RD (one of the OTRS admins) asked me to edit the motd template to announce the current issues.

I found it in /opt/otrs/Kernel/Output/HTML/Templates/Standard/Motd.tt and edited the template directly.

Admins could then use the admin UI to turn on the motd and have it displayed.

We also agreed with "pajz" and RD that since only outgoing mail is affected this can wait until tomorrow but is obviously still high prio.

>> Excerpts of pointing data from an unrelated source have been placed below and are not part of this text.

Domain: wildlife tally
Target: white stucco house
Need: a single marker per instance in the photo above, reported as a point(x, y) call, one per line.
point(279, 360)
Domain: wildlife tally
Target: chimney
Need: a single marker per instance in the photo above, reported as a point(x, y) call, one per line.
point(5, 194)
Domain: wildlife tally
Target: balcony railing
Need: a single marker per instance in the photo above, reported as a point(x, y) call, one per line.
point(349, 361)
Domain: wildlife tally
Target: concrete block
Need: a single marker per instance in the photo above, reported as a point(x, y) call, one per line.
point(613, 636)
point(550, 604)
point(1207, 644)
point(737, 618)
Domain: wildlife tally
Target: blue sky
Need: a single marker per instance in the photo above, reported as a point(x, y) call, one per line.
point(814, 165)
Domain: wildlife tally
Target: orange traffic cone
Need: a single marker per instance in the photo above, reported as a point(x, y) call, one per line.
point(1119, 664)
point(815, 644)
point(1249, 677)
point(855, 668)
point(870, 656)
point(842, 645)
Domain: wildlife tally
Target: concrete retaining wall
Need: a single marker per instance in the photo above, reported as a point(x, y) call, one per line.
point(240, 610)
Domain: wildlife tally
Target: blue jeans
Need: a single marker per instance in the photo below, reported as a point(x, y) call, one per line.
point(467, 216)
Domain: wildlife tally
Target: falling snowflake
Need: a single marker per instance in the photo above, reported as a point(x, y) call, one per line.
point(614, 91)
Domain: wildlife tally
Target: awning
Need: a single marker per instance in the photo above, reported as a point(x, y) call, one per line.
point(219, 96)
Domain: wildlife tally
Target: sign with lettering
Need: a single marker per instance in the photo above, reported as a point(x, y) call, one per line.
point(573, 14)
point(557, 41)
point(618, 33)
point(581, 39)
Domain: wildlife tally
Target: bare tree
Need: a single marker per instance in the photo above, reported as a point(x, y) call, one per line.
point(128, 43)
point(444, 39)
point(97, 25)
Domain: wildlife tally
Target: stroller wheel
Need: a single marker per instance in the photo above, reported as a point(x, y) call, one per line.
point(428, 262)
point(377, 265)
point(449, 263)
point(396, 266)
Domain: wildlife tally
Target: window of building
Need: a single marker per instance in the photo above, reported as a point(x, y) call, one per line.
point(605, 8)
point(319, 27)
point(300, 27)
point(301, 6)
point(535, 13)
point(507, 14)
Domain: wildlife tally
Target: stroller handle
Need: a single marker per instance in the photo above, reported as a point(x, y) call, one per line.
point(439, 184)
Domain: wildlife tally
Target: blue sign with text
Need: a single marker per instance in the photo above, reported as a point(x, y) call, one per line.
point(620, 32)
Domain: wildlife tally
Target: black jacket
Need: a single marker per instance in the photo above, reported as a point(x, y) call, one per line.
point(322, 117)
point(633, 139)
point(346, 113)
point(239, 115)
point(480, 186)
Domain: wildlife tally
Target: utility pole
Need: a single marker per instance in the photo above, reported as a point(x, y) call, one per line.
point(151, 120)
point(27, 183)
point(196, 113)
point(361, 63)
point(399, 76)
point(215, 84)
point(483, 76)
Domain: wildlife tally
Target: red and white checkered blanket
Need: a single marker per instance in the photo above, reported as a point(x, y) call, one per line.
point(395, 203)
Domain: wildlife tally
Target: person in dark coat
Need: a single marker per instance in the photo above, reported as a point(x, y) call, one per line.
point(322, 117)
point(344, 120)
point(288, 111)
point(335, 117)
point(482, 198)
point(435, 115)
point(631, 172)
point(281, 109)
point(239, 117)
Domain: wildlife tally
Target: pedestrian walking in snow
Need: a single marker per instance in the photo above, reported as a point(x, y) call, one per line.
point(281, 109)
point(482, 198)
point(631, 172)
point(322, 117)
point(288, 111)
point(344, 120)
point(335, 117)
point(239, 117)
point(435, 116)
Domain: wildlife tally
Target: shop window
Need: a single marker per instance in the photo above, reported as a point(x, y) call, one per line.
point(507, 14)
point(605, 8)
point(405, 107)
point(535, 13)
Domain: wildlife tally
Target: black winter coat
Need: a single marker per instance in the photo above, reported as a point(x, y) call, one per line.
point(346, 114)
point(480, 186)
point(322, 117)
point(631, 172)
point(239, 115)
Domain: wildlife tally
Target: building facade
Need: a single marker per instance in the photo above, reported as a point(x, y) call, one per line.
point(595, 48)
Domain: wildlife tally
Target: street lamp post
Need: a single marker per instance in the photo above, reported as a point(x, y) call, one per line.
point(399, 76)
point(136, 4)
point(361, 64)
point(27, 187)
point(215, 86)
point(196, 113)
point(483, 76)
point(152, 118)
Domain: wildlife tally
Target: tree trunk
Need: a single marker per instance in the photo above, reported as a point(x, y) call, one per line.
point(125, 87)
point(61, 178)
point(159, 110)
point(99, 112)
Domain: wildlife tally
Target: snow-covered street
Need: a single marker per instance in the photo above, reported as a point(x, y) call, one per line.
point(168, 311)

Looking at https://ganglia.wikimedia.org/latest/graph.php?h=mendelevium.eqiad.wmnet&m=cpu_report&r=custom&s=by%20name&hc=4&mc=2&cs=2%2F3%2F2016%2014%3A21&ce=2%2F4%2F2016%208%3A2&st=1454580197&g=mem_report&z=medium&c=Miscellaneous%20eqiad

reveals the reason. Seems like the new OTRS version has greater memory requirements than the previous versions. I increased the memory of the VM to 8G and rebooted it to apply the change.

Setting this to stalled while we monitor this in order to decide if that's sufficient. I am hoping we don't encounter a memory leak bug.

akosiaris changed the task status from Open to Stalled.Feb 4 2016, 10:15 AM

RD (one of the OTRS admins) asked me to edit the motd template to announce the current issues.

I found it in /opt/otrs/Kernel/Output/HTML/Templates/Standard/Motd.tt and edited the template directly.

Admins could then use the admin UI to turn on the motd and have it displayed.

We also agreed with "pajz" and RD that since only outgoing mail is affected this can wait until tomorrow but is obviously still high prio.

I 've disabled the motd for now. system seems stable and memory usage is still low

Memory usage appears to have stabilized at 4G. Way more than the previous version but acceptable nonetheless. I will monitor it for another day though.

pajz changed the task status from Stalled to Open.Feb 5 2016, 12:13 AM

Note that according to the Ganglia chart @akosiaris has linked to, memory usage has just hit 6 GB -- 7 GB including cache (dunno if that's important in this context). Looking at Ganglia's 1d chart for mendelevium, I also note that the amount of memory used has essentially been ever-increasing in the past ~12h, and indeed increased by 1GB in the last 4 hours, so I wonder if we run into the same issues as before in 4 or 8h time.

Unfortunately, it looks pretty obvious we have a memory leak. It's a relatively slow one as @pajz noted, about 200-250MB per hour. For now I 've installed an apache restart once every 12 hours cron just to avoid immediate problems like the ones noted on this ticket, but this needs to be fixed.

We need to report it upstream (I 'll do that ASAP), gather some input from them (maybe it's a new issue, /me just hoping) and think about solutions.

I am gonna close this as resolved since we know what caused it and have a mitigation in place. The actual memory leak is tracked in T126448 now.